Her physiotherapist Martin Wilson, who worked with her throughout her injury, said: "After the fracture she suffered in February, it was not possible for her to compete, let alone be competitive, at the World Championships held in the summer. However, she came fourth in the 200 meters and was on the team that won the silver medal in the 4x100 meters. She is among the athletes I have worked with for years." "She is the person with the greatest mental strength and dedication. What she did is definitely not a surprise," he says. This is perhaps the biggest example that Asher-Smith has the mental strength, which is the most important thing needed to achieve a medal after talent and training are combined...

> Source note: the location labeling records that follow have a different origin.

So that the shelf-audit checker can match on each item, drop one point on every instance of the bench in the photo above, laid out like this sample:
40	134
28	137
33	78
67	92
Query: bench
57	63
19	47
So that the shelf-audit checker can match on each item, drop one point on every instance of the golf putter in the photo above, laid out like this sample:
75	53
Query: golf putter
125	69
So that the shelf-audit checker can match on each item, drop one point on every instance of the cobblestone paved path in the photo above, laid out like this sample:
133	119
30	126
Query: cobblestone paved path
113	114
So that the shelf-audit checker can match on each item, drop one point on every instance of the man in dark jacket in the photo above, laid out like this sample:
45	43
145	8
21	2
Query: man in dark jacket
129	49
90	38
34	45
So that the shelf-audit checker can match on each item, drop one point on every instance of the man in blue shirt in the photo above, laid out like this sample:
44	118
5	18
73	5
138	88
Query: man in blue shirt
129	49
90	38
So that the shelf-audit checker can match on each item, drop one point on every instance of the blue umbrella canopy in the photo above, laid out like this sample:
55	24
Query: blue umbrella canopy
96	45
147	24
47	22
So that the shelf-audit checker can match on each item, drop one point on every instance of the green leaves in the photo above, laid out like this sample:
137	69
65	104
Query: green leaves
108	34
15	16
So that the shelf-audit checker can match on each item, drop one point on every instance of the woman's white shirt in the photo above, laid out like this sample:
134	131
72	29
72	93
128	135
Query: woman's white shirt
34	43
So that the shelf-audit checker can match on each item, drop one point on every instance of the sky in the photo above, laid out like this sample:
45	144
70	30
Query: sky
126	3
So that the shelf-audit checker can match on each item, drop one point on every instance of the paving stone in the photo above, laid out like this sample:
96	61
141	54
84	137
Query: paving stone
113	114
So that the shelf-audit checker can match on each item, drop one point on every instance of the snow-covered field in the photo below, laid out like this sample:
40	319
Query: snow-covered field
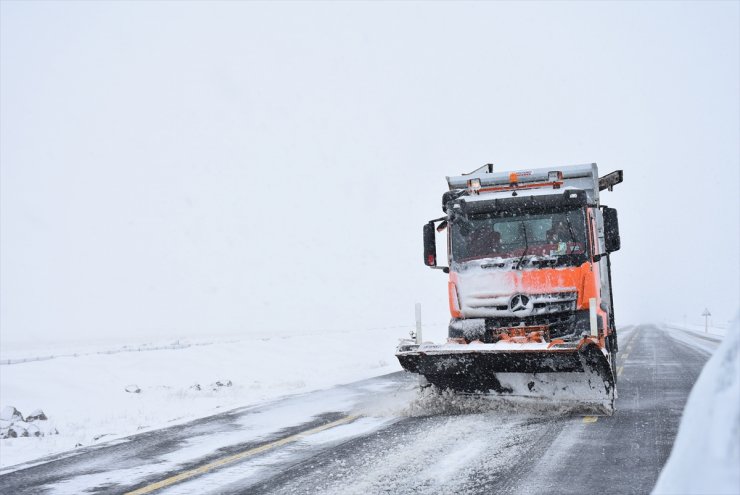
706	454
83	389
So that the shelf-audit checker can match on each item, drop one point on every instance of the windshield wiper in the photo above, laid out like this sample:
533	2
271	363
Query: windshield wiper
526	247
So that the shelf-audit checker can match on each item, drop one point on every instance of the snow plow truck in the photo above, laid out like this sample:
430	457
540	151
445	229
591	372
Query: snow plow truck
529	286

As she says, Dina Asher-Smith is following in Jessica Ennis-Hill's footsteps. She is aware that she can be a role model like him. With both her career and her life... While her goal of world and Olympic championships is waiting in the wings, she is aware that she is not as out of sight as before. Even though she is now more aware of the expectations and pressure on him, she is ready for this. She is not bothered by media attention, but she does not make it the center of her life. Her family, and even her education at King's College, where she was accepted after passing her exams with an A in 2017, are as important as her athletics career and goals. The fact that she has never changed despite all the success has incredibly impressed her coach John Blackie: "He is as excited as the first day her parents Julie and Winston brought her to the athletics club, she is as punctual and works as hard as when she decided to do this job. It is impossible not to be proud of her because any "I don't think I've ever seen an athlete achieve so much in one season and stay the same."